Hi Michael --


[HP]:
To posit Quality or Value as independent of sensibility, let alone
as the primary force of the universe, is an absurdity.

[MP]:
This caught my eye.  Ham this is a little like saying electricity does
not exist if there is no resistor to tap the current. And in many ways
that is a true statement, depending on your definition (word weasle
alert) of electricity. But we all know electricity "exists" in the socket.
While the socket just sits there, it's arguable there is no electricity
"in" it. But does that apparent "lack" of electricity in any way make
us less apt to grab a child considering sticking in a fork?

Is "electricity" just the flow or does it include the potential for flow?

Interesting that you would choose "electricity" for your analogy. Technically speaking, electricity doesn't exist "in the socket." Since electricity is usually defined as the flow of electrons (current), what exists at the terminals of the socket is an electro-motive charge or potential between them. Current doesn't flow until the circuit is completed. If a child sticks a fork in the socket while in contact with an electrical ground, he becomes part of the circuit and feels the current as its resistance load.

But why use an analogy when there are so many examples of actual value to choose from?

Suppose the child's mother tells him she's going to bake an apple pie which is something he's never sampled. He may be interested in the baking procedure, but the pie has no particular value to him until he savors its taste. If he enjoys it, he will henceforth recognize an apple pie as something of value. Where is the value of the pie before it is tasted? Does it make sense to say that it "exists potentially"?

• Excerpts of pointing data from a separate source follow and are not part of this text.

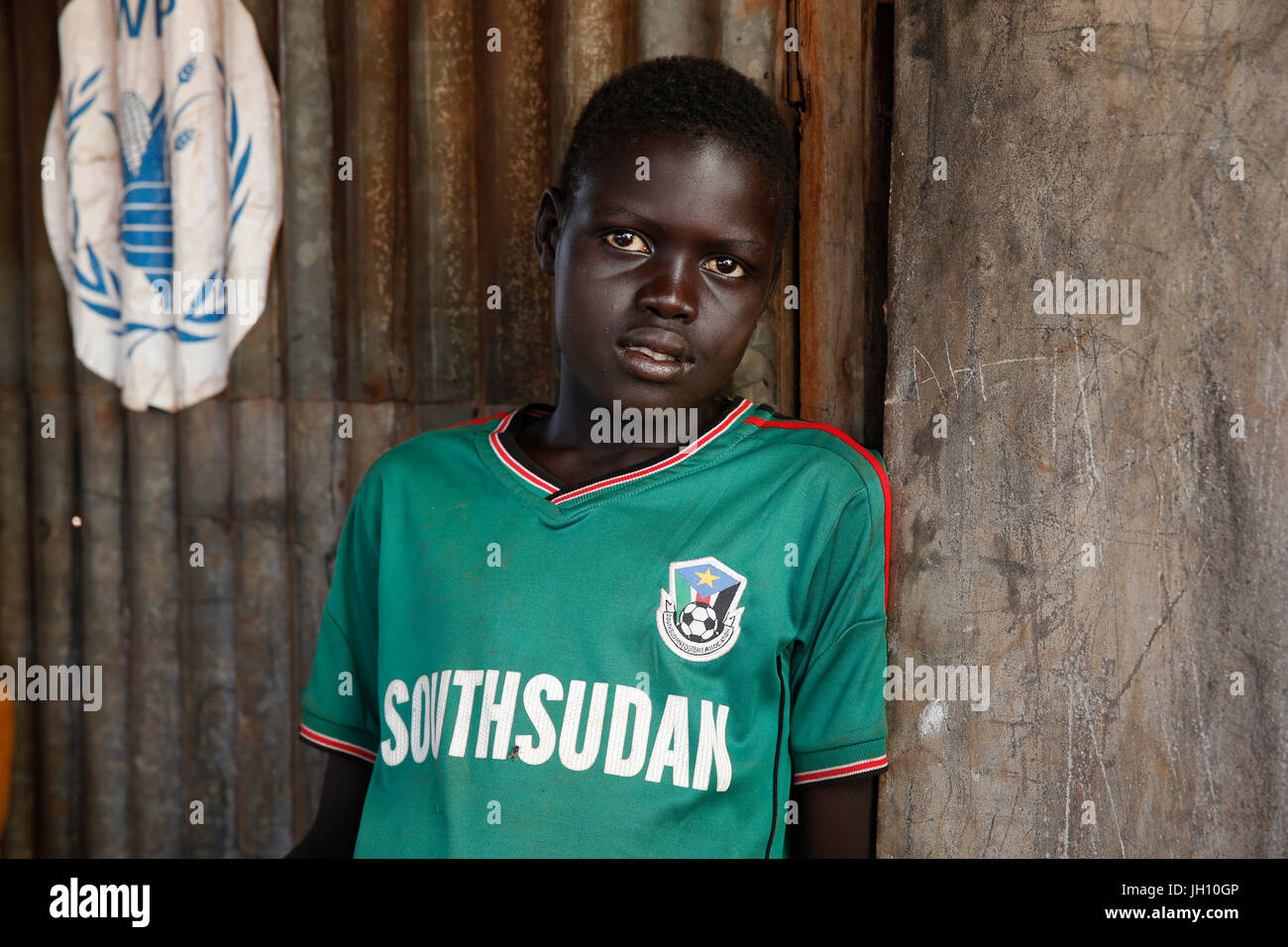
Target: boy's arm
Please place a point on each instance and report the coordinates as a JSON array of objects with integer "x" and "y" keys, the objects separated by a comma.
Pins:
[
  {"x": 835, "y": 818},
  {"x": 335, "y": 831}
]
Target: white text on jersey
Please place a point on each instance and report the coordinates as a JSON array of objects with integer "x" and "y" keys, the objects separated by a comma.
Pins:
[{"x": 429, "y": 697}]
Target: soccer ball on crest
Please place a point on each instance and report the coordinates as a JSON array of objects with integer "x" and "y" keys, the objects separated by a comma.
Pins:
[{"x": 698, "y": 621}]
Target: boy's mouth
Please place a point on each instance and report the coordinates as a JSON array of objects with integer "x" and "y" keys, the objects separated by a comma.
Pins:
[{"x": 655, "y": 355}]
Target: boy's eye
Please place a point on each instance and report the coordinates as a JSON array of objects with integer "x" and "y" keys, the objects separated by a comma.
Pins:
[
  {"x": 725, "y": 265},
  {"x": 627, "y": 240}
]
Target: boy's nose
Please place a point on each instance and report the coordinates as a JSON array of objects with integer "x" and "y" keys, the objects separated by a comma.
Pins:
[{"x": 669, "y": 290}]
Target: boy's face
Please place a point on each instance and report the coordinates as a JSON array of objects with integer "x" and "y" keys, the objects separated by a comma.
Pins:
[{"x": 681, "y": 264}]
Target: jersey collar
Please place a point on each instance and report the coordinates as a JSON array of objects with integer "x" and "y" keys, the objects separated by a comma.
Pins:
[{"x": 544, "y": 483}]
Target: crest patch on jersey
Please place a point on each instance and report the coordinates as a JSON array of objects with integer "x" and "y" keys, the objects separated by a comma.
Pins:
[{"x": 708, "y": 617}]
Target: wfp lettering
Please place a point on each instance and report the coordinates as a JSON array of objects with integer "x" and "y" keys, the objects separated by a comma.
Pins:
[{"x": 487, "y": 722}]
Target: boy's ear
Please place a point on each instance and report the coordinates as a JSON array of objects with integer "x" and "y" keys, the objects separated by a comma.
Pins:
[{"x": 550, "y": 218}]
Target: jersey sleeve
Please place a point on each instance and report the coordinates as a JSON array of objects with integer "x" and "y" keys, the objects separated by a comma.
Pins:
[
  {"x": 837, "y": 674},
  {"x": 339, "y": 703}
]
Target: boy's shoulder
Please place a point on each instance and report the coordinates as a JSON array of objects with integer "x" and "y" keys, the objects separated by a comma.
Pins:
[
  {"x": 437, "y": 450},
  {"x": 828, "y": 453}
]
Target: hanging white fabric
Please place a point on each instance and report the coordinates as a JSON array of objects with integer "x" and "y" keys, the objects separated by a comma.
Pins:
[{"x": 162, "y": 191}]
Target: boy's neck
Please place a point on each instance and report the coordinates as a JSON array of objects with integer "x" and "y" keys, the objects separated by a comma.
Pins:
[{"x": 571, "y": 425}]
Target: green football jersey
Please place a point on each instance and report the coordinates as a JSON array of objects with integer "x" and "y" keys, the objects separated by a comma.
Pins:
[{"x": 643, "y": 665}]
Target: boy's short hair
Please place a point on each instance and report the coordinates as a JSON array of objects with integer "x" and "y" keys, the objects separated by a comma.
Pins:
[{"x": 692, "y": 97}]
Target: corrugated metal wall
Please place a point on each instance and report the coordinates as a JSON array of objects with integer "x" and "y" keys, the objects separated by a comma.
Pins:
[{"x": 375, "y": 311}]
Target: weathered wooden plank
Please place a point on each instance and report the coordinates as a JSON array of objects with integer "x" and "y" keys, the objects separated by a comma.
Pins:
[
  {"x": 309, "y": 299},
  {"x": 262, "y": 565},
  {"x": 51, "y": 380},
  {"x": 837, "y": 298},
  {"x": 590, "y": 40},
  {"x": 17, "y": 433},
  {"x": 677, "y": 27},
  {"x": 156, "y": 561},
  {"x": 375, "y": 52},
  {"x": 748, "y": 35},
  {"x": 106, "y": 622},
  {"x": 1069, "y": 433},
  {"x": 265, "y": 660},
  {"x": 442, "y": 228},
  {"x": 209, "y": 622},
  {"x": 513, "y": 170}
]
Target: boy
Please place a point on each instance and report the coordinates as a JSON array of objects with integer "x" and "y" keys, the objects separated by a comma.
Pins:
[{"x": 541, "y": 643}]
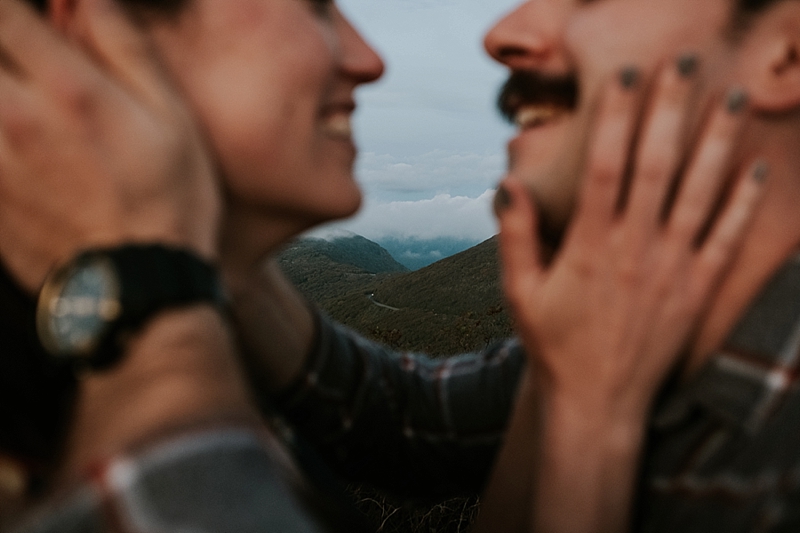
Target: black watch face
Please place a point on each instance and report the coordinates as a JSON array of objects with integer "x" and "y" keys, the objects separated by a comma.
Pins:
[{"x": 78, "y": 306}]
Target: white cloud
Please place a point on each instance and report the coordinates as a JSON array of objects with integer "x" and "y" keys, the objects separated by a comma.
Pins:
[
  {"x": 435, "y": 172},
  {"x": 459, "y": 217}
]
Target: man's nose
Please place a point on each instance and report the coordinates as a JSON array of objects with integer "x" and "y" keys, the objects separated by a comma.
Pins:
[
  {"x": 531, "y": 36},
  {"x": 360, "y": 61}
]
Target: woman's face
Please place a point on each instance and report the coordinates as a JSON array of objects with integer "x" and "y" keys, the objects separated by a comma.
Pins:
[{"x": 272, "y": 82}]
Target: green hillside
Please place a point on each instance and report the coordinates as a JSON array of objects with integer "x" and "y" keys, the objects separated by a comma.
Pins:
[{"x": 449, "y": 307}]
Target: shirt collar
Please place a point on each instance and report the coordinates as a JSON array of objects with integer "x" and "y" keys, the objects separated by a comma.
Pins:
[{"x": 745, "y": 381}]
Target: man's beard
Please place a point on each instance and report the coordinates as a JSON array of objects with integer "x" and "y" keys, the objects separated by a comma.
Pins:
[
  {"x": 560, "y": 92},
  {"x": 532, "y": 87}
]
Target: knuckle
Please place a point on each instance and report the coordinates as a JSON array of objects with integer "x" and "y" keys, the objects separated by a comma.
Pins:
[{"x": 603, "y": 171}]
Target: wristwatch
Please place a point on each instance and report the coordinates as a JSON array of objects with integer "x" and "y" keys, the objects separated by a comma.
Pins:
[{"x": 90, "y": 306}]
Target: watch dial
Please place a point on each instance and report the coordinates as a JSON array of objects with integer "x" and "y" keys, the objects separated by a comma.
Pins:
[{"x": 88, "y": 301}]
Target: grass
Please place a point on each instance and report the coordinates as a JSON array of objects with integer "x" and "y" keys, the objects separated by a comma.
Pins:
[{"x": 451, "y": 516}]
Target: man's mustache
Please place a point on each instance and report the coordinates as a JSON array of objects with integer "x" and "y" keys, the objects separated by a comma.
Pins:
[{"x": 530, "y": 87}]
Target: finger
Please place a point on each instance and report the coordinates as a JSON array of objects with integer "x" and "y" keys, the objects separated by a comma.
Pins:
[
  {"x": 720, "y": 247},
  {"x": 519, "y": 242},
  {"x": 608, "y": 155},
  {"x": 708, "y": 170},
  {"x": 659, "y": 151},
  {"x": 125, "y": 51}
]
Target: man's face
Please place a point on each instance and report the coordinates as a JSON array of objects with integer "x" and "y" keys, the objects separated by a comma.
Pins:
[{"x": 562, "y": 52}]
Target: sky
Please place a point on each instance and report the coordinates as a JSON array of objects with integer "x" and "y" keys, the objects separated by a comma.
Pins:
[{"x": 431, "y": 143}]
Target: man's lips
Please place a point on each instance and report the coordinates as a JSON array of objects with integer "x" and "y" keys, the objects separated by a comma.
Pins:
[
  {"x": 533, "y": 116},
  {"x": 532, "y": 99}
]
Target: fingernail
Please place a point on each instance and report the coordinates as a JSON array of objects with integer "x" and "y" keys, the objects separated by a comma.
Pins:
[
  {"x": 629, "y": 77},
  {"x": 761, "y": 171},
  {"x": 502, "y": 200},
  {"x": 736, "y": 100},
  {"x": 687, "y": 65}
]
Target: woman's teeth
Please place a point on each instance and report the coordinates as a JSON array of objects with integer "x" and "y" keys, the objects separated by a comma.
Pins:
[{"x": 532, "y": 116}]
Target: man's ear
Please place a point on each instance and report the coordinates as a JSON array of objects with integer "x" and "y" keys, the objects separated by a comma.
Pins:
[{"x": 769, "y": 59}]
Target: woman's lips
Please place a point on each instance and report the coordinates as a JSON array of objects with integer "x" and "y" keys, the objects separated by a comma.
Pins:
[{"x": 338, "y": 125}]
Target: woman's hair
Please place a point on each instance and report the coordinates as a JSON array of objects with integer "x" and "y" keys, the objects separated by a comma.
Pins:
[{"x": 749, "y": 7}]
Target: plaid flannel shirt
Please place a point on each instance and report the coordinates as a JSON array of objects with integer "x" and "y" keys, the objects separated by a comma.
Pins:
[{"x": 723, "y": 452}]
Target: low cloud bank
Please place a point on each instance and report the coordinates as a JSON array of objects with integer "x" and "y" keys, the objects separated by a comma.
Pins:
[{"x": 443, "y": 216}]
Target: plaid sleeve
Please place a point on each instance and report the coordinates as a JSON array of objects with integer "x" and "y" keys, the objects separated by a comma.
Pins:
[
  {"x": 217, "y": 481},
  {"x": 412, "y": 425}
]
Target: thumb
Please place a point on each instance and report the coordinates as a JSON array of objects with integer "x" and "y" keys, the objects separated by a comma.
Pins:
[{"x": 520, "y": 254}]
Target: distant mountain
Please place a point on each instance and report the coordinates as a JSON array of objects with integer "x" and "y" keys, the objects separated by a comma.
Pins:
[
  {"x": 416, "y": 253},
  {"x": 327, "y": 268},
  {"x": 449, "y": 307}
]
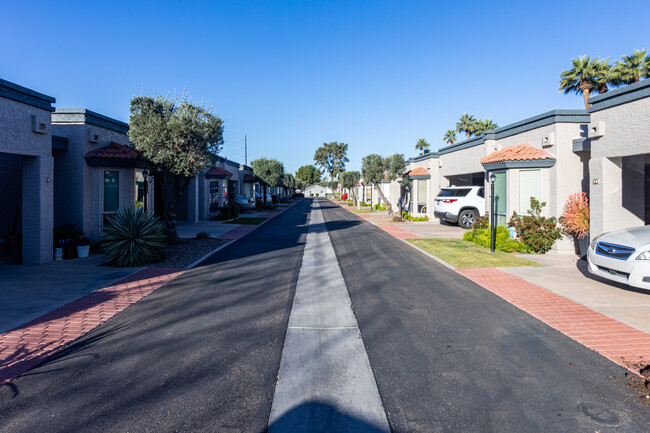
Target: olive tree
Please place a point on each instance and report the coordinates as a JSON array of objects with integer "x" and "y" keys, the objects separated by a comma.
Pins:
[
  {"x": 375, "y": 168},
  {"x": 179, "y": 138},
  {"x": 349, "y": 179},
  {"x": 270, "y": 171},
  {"x": 309, "y": 174},
  {"x": 332, "y": 158}
]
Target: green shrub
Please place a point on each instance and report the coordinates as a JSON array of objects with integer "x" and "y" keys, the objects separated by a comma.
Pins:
[
  {"x": 406, "y": 216},
  {"x": 133, "y": 238},
  {"x": 537, "y": 232},
  {"x": 503, "y": 242},
  {"x": 482, "y": 222}
]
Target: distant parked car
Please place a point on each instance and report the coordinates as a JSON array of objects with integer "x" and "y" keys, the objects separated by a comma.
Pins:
[
  {"x": 259, "y": 198},
  {"x": 622, "y": 256},
  {"x": 460, "y": 205},
  {"x": 245, "y": 203}
]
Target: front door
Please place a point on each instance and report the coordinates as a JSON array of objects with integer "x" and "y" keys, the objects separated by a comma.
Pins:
[{"x": 501, "y": 197}]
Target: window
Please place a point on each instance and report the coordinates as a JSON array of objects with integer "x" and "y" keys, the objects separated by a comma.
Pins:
[
  {"x": 139, "y": 189},
  {"x": 214, "y": 195},
  {"x": 500, "y": 197},
  {"x": 422, "y": 191},
  {"x": 111, "y": 192},
  {"x": 530, "y": 185},
  {"x": 454, "y": 192}
]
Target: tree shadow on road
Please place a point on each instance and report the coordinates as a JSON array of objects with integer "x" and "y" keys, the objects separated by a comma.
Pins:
[{"x": 315, "y": 416}]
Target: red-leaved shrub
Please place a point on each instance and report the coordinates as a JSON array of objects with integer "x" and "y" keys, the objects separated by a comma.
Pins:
[{"x": 575, "y": 218}]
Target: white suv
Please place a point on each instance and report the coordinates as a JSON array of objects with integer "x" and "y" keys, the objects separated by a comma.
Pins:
[{"x": 460, "y": 204}]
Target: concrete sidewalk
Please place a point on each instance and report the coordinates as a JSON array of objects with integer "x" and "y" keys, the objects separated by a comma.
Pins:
[
  {"x": 610, "y": 318},
  {"x": 28, "y": 292},
  {"x": 43, "y": 308},
  {"x": 217, "y": 229}
]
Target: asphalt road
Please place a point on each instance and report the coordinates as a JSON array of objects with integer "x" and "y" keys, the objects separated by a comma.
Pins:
[
  {"x": 200, "y": 354},
  {"x": 449, "y": 356},
  {"x": 203, "y": 353}
]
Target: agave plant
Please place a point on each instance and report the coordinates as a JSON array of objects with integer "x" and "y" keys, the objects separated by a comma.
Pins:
[{"x": 133, "y": 238}]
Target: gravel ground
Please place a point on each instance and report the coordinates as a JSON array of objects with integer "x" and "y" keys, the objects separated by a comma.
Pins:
[{"x": 188, "y": 251}]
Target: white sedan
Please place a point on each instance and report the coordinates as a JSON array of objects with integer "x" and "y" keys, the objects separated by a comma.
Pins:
[{"x": 622, "y": 256}]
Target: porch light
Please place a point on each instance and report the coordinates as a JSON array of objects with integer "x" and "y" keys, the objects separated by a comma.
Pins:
[{"x": 493, "y": 226}]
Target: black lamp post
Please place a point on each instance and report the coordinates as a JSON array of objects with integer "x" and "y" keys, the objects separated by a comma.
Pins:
[
  {"x": 493, "y": 224},
  {"x": 145, "y": 175}
]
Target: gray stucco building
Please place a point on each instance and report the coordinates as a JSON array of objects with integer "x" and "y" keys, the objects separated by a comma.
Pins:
[{"x": 26, "y": 173}]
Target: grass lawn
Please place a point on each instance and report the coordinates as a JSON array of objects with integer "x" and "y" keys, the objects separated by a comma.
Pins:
[
  {"x": 247, "y": 221},
  {"x": 463, "y": 254}
]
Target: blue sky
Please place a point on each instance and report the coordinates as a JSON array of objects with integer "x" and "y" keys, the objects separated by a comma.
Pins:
[{"x": 291, "y": 75}]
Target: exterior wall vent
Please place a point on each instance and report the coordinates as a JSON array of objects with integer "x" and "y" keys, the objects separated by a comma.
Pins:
[
  {"x": 39, "y": 126},
  {"x": 92, "y": 137},
  {"x": 548, "y": 140},
  {"x": 597, "y": 130}
]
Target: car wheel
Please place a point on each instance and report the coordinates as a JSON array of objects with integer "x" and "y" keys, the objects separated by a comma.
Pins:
[{"x": 467, "y": 218}]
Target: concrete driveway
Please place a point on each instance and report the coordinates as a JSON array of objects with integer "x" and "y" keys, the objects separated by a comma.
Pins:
[{"x": 567, "y": 276}]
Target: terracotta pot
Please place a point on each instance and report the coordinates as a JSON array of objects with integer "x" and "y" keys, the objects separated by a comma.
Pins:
[{"x": 583, "y": 245}]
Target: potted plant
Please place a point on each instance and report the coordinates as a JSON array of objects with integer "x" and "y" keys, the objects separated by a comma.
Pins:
[
  {"x": 575, "y": 220},
  {"x": 66, "y": 237},
  {"x": 83, "y": 246}
]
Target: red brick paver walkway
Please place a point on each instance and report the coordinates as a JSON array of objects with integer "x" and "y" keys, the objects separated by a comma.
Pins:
[
  {"x": 398, "y": 232},
  {"x": 616, "y": 341},
  {"x": 238, "y": 232},
  {"x": 30, "y": 344}
]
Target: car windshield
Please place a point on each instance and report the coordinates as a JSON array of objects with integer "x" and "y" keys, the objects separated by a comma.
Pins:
[{"x": 454, "y": 192}]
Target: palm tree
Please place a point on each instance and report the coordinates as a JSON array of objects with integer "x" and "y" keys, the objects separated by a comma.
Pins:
[
  {"x": 450, "y": 137},
  {"x": 484, "y": 126},
  {"x": 422, "y": 146},
  {"x": 631, "y": 69},
  {"x": 580, "y": 78},
  {"x": 603, "y": 76},
  {"x": 467, "y": 124}
]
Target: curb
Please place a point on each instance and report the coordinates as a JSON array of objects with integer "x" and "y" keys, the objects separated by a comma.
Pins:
[{"x": 216, "y": 250}]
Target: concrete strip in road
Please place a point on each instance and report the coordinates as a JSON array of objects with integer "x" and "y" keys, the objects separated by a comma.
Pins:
[{"x": 325, "y": 382}]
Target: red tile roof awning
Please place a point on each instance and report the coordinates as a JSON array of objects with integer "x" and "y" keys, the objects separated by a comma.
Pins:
[
  {"x": 114, "y": 151},
  {"x": 419, "y": 172},
  {"x": 522, "y": 152},
  {"x": 217, "y": 173},
  {"x": 116, "y": 155}
]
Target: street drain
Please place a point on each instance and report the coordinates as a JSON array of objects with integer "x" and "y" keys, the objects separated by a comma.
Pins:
[{"x": 600, "y": 414}]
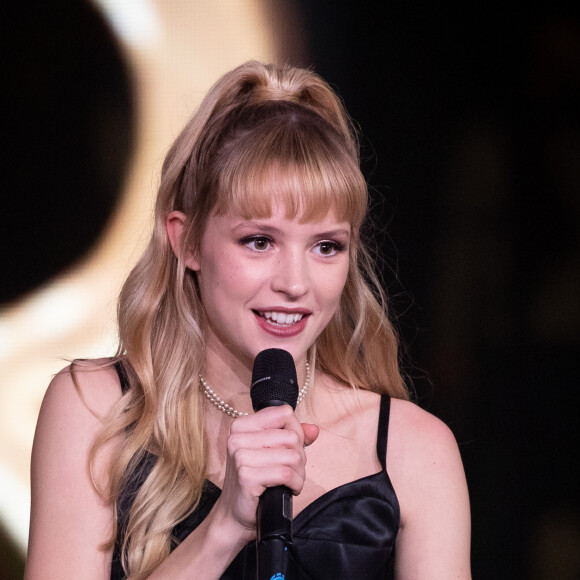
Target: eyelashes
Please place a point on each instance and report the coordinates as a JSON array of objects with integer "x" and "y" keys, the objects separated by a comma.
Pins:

Or, suppose the child is handed a typed copy of "Jack and the Beanstalk" before he can read. Can we say that the value of this story exists potentially? Does the written score for a piece of music have any value before it is heard? Did the majesty of the Grand Canyon have any value before it was seen? And what was the value of morality before there were people?

I think you get my point to Marsha. Quality or Value without realization is meaningless. Only a sensible subject can realize value, goodness, or excellence. And these esthetic/moral appraisals are relative not only to the subjective agent but to the objective phenomena by which they are realized. There is no "unrealized value".

I was reading a little Schopenhauer the other day (I'm better now, thanks)

Good!  Read more Schopenhauer.  He's one of my favorite philosophers.

...and it occurred to me that his approach to "will" is very similar to Pirsig's contention of Quality underlying all patterns with one major, fundamentally
transformative distinction. Schopenhauer's reality boils down to being an
infinite, flat featureless plane in which our "will" operates "willy nilly" with no guide but our own. Pirsig's is the same thing ... but with a slope. Its nearly identical, but it has direction. It has potential. And this slope completely alters the perception of reality and how our S'ian "will" operates within it.

In the chapter on Value in my book I quote this passage from Schopenhauer's "World as Will and Idea":

"The delusive ecstacy which seizes a man at the sight of a woman whose beauty is suited to him, and pictures to him a union with her as the highest good, is just the sense of the species, which, recognizing the distinct stamp of the same, desire to perpetuate it with this individual ... Thus what guides man here is really an instinct which is directed to doing the best for the species, while man himself imagines that he only seeks this heightening of his own pleasure."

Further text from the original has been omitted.